The more I read and get to understand about the causes of the war,
the more ashamed I am of my country. And yet one feels so powerless
to actually stop the war, or save the brave Boers from the cruel havoc
of our guns.
(6)
Bruce Glasier, diary entry (1902)
We are having frugal meals. Katharine had no lecture last Sunday,
and I have none booked for next Sunday or the next again! This is
not a cheerful outlook especially at Katharine's stories have not
been selling of late.
(7)
Bruce Glasier, diary entry (June 1911)
I noticed that Ramsay
MacDonald in speaking of the appeal we should send out for capital
used the word 'Democratic' rather than 'Labour' or 'Socialist' as
describing the character of the paper. I rebulked him flatly and said
we would have no 'democratic' paper but a Socialist and Labour one
- boldly proclaimed. Why does MacDonald always seem to try and shirk
the word Socialism except when he is writing critical books about
the subject.
(8)
Bruce Glasier, diary entry (1st November, 1916)
Last
night while waiting for Anderson in the outer lobby of the House of
Commons, Cunninghame Graham hailed me and wished to be friendly. I
asked him why he made an attack on German art in a letter to the Daily
News. Morris, I said, was more German than French or Italian in
his art feeling. Graham admitted this. "Then why", I asked,
"did you use his name to sneer at Germany? Was it fair, was it
manly to do so in order to further influence the blind hatred of the
British public against Germany? I repeated the question again and
again. He then confessed that "perhaps he had made a mistake".
(9)
Bruce Glasier, diary entry on the 1918 General
Election (December, 1918)
Great
God! All our ILP front-rankers defeated - overwhelming! Henderson
also - and Asquith and Sir John Simon! The coalition win - as a flood
- majority probably 260! Only some 50 to 60 Labour men, out of 350,
elected! What a calamity. Home with Katharine - trying to comfort
each other. We must walk by faith.
(8)
The Manchester Guardian on the
death of Bruce Glasier (May 1920)
Mr
Glasier was no politician, and was not remarkable as a journalist.
His place in the Labour movement was rather that of an evangelist.

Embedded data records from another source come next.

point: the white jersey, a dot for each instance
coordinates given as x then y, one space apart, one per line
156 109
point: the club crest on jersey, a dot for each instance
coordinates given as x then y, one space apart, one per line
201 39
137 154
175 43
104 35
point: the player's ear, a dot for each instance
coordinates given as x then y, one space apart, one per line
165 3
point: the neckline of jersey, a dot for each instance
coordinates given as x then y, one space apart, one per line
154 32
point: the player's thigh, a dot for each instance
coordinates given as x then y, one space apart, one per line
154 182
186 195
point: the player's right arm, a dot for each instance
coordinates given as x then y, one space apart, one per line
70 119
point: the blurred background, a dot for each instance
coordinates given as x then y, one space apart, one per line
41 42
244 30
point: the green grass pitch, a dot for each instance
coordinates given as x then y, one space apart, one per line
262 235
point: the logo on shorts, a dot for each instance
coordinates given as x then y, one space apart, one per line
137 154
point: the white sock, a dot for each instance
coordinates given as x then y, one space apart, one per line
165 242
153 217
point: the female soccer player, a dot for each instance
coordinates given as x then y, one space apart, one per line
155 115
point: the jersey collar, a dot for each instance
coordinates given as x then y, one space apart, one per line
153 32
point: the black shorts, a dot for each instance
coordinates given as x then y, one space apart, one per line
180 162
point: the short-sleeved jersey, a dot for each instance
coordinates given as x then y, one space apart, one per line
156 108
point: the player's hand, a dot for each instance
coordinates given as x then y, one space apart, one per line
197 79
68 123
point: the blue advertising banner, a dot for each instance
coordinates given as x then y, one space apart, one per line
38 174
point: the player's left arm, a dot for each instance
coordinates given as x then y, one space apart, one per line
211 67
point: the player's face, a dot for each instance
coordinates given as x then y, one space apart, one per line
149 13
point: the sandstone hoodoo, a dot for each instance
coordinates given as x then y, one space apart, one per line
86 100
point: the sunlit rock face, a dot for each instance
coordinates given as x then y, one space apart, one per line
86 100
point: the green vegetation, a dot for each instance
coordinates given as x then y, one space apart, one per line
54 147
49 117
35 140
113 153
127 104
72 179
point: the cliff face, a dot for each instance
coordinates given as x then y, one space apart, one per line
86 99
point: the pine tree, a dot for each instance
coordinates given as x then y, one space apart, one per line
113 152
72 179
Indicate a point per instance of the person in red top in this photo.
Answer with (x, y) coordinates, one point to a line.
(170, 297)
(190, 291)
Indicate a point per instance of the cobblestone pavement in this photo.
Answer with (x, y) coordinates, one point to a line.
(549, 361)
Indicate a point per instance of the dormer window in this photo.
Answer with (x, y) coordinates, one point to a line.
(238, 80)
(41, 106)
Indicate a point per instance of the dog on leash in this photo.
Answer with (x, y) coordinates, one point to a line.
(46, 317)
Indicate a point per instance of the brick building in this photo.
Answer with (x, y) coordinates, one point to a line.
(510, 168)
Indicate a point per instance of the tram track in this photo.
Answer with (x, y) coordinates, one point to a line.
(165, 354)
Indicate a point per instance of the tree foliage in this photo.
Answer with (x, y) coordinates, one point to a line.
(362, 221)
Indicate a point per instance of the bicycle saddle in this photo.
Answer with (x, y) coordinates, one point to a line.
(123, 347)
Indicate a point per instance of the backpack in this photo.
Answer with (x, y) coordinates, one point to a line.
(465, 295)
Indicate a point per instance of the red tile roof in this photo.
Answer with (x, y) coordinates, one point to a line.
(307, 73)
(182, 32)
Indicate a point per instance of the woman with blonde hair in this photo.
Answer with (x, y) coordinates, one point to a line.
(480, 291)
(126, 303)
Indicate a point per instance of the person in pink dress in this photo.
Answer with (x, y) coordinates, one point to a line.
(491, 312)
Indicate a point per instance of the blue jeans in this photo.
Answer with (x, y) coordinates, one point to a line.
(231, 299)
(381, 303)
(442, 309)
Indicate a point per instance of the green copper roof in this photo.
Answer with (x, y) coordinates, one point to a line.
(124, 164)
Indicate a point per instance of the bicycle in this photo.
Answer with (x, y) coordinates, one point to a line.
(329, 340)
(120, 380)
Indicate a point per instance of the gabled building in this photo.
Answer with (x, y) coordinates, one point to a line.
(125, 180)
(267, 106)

He was warm-hearted, entirely disinterested, and ready at all times
for self-sacrificing service to the Labour cause. Few men in the movement,
accordingly, have been regarded with stronger affection in the movement.
(9)
Philip Snowden, An Autobiography
(1934)
Bruce
Glasier abandoned his profession as an architect to devote himself
wholly to the Socialist movement, although he had nothing to offer
him beyond the wages of an unskilled labourer. Mr. Glasier gave thirty
years of his life to socialist propaganda, and he died at an age when,
in the natural course of events, many more years of activity might
have been expected. Bruce Glasier was one of the most brilliant men
I have ever had the pleasure of knowing, and as a conversationalist
he surpassed any man of my acquaintance. He never received the popular
recognition of his ability and services to which he was entitled.